Like Biscuit said...it was a combo of a REALLY dirty filter (15k miles??), which will really hurt performance, and adding a very free flowing filter, which can noticeably help throttle response and performance. BMC's do have a noticeable effect..but not quite as dramatic as you experienced :laugh:
 
Just keep in mind you put a race filter in there. As in designed for track use. So might want to just change it a little more often that if you were to use a normal K&N/Pipercross/BMC filter.

I've shipped a couple race filters out here and there, but ya always want to do that gentle reminder about that to anybody I ship one of those to. Stock the K&N & Pipercross.
 
Restriction of a motor's breathing due to dirty, long-use, stock filter is like having asthma to a motor. A motor is a big, combustion assisted air pump. No air in, no air to pump, low air out. Open the bronchials of said motor's lungs, and more air in, more air to pump, more air out.....MORE HORSEPOWER, and much better throttle-response. 15K is a long ways on a filter depending on environment.... :oldcool:
 
i had decel pop on my 06 till I did a pair valve mod. that made all the diff in the world on how she idled ran everything and no more pop.

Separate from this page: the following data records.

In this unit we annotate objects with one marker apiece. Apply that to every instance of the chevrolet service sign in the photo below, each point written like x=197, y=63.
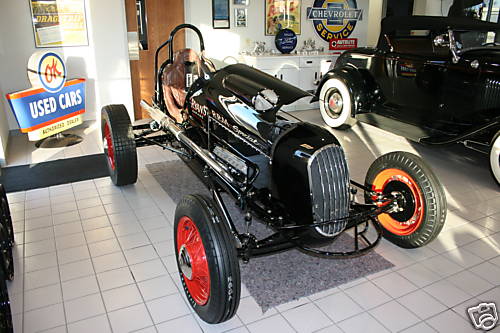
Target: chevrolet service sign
x=53, y=104
x=334, y=19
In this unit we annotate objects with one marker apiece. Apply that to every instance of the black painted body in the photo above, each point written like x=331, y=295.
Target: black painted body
x=280, y=148
x=413, y=81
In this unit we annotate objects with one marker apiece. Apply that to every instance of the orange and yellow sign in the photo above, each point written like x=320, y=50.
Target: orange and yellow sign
x=282, y=14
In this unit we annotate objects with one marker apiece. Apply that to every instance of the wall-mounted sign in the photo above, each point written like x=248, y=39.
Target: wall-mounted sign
x=59, y=22
x=220, y=14
x=286, y=41
x=53, y=104
x=282, y=14
x=343, y=44
x=334, y=19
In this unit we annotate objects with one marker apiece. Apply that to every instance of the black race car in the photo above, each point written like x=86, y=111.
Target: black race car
x=227, y=126
x=433, y=80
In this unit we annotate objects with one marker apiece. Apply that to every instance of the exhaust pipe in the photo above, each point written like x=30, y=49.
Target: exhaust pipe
x=167, y=123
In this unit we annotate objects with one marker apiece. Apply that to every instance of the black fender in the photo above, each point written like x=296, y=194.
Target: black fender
x=289, y=169
x=359, y=83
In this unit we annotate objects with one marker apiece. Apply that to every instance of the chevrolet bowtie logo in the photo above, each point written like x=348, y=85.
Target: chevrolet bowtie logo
x=335, y=14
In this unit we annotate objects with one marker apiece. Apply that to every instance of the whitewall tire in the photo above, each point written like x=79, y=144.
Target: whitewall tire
x=335, y=104
x=495, y=158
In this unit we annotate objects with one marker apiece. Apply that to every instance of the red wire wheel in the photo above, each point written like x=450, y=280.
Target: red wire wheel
x=207, y=259
x=405, y=222
x=119, y=144
x=193, y=261
x=421, y=198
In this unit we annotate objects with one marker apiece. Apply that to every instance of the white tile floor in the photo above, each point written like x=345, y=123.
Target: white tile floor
x=20, y=151
x=91, y=257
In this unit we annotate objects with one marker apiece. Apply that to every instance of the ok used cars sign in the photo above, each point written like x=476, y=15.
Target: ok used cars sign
x=53, y=104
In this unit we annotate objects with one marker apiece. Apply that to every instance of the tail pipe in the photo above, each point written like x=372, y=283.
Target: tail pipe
x=167, y=123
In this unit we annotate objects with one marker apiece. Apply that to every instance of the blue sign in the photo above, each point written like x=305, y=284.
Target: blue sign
x=37, y=108
x=334, y=19
x=286, y=40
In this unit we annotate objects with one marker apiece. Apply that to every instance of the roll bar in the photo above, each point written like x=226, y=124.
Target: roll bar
x=158, y=96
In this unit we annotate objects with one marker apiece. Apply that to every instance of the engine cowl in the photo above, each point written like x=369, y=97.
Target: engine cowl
x=310, y=178
x=329, y=185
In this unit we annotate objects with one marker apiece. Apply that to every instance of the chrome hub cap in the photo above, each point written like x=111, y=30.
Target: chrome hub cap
x=185, y=262
x=335, y=104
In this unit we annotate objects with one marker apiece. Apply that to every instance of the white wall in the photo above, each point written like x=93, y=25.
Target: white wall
x=221, y=43
x=432, y=7
x=104, y=62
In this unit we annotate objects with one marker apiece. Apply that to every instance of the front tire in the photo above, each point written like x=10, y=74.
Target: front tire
x=424, y=210
x=495, y=158
x=119, y=144
x=207, y=260
x=335, y=104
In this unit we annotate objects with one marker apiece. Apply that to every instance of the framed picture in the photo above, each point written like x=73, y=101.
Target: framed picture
x=220, y=14
x=282, y=14
x=46, y=16
x=240, y=17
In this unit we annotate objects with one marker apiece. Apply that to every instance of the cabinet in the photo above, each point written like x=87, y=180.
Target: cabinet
x=303, y=71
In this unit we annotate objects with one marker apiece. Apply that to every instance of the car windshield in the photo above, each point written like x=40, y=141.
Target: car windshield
x=477, y=39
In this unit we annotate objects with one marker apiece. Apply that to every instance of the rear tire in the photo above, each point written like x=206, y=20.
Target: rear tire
x=5, y=217
x=119, y=144
x=5, y=311
x=424, y=211
x=335, y=104
x=6, y=258
x=495, y=157
x=207, y=260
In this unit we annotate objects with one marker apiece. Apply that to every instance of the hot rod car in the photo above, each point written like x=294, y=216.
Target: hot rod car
x=433, y=80
x=227, y=126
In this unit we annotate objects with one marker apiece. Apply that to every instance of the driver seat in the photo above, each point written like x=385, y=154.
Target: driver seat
x=176, y=80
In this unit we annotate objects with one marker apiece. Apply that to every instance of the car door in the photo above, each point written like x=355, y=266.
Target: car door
x=418, y=80
x=461, y=90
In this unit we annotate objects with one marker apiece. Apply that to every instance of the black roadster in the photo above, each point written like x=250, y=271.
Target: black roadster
x=433, y=80
x=227, y=126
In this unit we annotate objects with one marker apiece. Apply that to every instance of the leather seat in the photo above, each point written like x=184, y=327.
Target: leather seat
x=175, y=79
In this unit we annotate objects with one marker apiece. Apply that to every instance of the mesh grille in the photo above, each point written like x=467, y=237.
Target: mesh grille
x=329, y=184
x=490, y=98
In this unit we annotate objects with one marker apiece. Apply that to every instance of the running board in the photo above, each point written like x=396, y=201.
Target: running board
x=411, y=132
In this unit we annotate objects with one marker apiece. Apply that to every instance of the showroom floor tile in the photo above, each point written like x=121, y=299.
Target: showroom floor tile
x=91, y=257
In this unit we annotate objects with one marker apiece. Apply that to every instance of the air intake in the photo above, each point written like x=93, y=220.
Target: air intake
x=329, y=184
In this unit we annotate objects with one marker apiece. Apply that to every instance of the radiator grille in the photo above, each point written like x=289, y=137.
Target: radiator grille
x=490, y=98
x=329, y=184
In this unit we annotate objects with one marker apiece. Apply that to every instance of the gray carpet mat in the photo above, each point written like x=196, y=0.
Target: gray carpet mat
x=283, y=277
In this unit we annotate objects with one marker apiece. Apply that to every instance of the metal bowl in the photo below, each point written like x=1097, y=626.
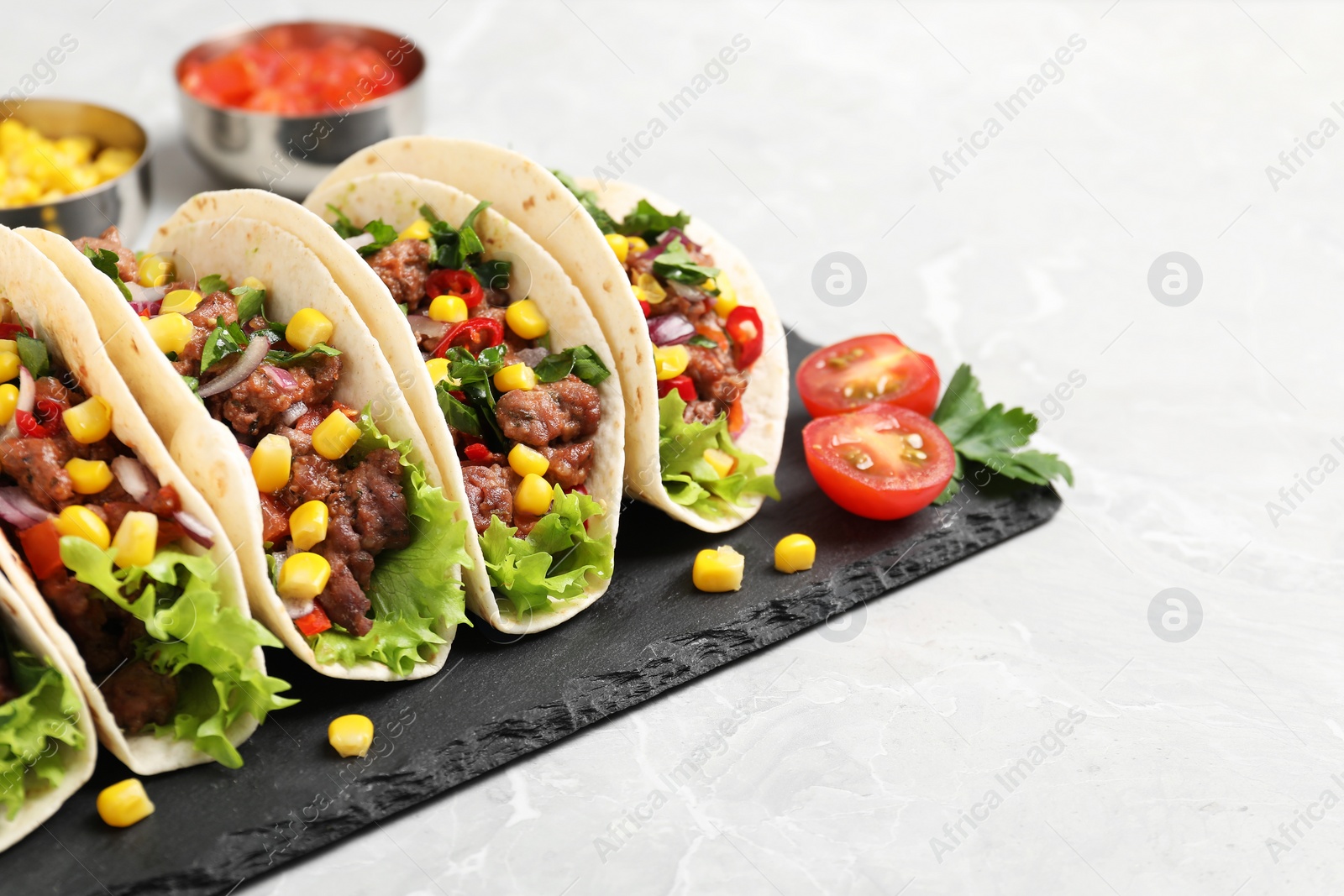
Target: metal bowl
x=121, y=201
x=292, y=154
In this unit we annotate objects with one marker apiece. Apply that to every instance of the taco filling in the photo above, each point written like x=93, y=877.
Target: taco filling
x=705, y=344
x=104, y=540
x=360, y=544
x=522, y=416
x=38, y=712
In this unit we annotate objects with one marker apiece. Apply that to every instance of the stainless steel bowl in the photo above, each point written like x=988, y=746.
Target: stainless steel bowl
x=121, y=201
x=291, y=155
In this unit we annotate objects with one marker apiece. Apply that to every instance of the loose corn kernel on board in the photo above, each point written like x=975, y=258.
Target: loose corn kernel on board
x=501, y=698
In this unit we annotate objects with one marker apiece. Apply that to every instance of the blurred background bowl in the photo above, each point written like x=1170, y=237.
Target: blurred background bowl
x=292, y=154
x=121, y=201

I have 2brothers slip ons....Also looked up alot of info on airfilters and when I got tired of looking up info the bottom line I came up with is that stock is best for filtration. just my 2
 
i had decel pop on my 06 till i did a pair valve mod. That made all the diff in the world on how she idled ran everything and no more pop. I have 2brothers slip ons....also looked up alot of info on airfilters and when i got tired of looking up info the bottom line i came up with is that stock is best for filtration. Just my 2

+1, oem
 
How much do you pay for custom maps in your area? the supposedly good guy here charges around 300 bucks.


L&L Motorsports charges $200 to $250, but on his portable dyno that he brings to the racetrack. Cyclemall.net/Catalyst REaction suspension Tuning just bought a new dyno and they'll be charging $300 for their services, once it's up and running.
 
my airbox has been completely gutted. my filter doesnt even cover the entire hole. i have a filter in there anyway to catch any tiny pebbles that may make their way in there but that aint never happened.
 
I use to have a Suzu 109. Most everyone was saying you'd get maybe a few HP from a K-N filter, and that would be tops.

I started experimenting with K-N, modified K-N's, doubling, tripling, and the rolling up my own.

The OEM filters are about 60 ish CFM each, or 120 per set for the bike. Stock K-N are about 143 each/286 a set. My first mod'ed K-N's (doubles) had 470 CFM. After some itterations I ended up with a mod'ed DIY single K-N filter with 60 CFM plus.

Each time the air flow increase, the HP/TQ did as well. Up to the max of the 760 CFM, which equaled no air filter.

I suspect the Haya's are a closely maxed engine, OEM, but your nice surprise at the change to another (almost free flow) filter is great, and expected.

Congrats.
 
I swapped to a K&N filter for the quality and being able to clean it. Not for the HP. You might see 1-3hp difference, but you won't feel it. You can run the BMC, just stay on top of it and check it once a month.
 
Just keep in mind you put a race filter in there. As in designed for track use. So might want to just change it a little more often that if you were to use a normal K&N/Pipercross/BMC filter.

I've shipped a couple race filters out here and there, but ya always want to do that gentle reminder about that to anybody I ship one of those to. Stock the K&N & Pipercross.


Just to clarify, you don't have to change the filter you need to wash it and recharge it with the cleaning and recharging oil. I am running a BMC race and although I think they said to clean and recharge at 15,000 kilometers I clean mine about every 2500 miles. As stated they do not have a huge suspension factor but they sure make the bike breath a whole lot better. This and the airbox mod made a huge difference.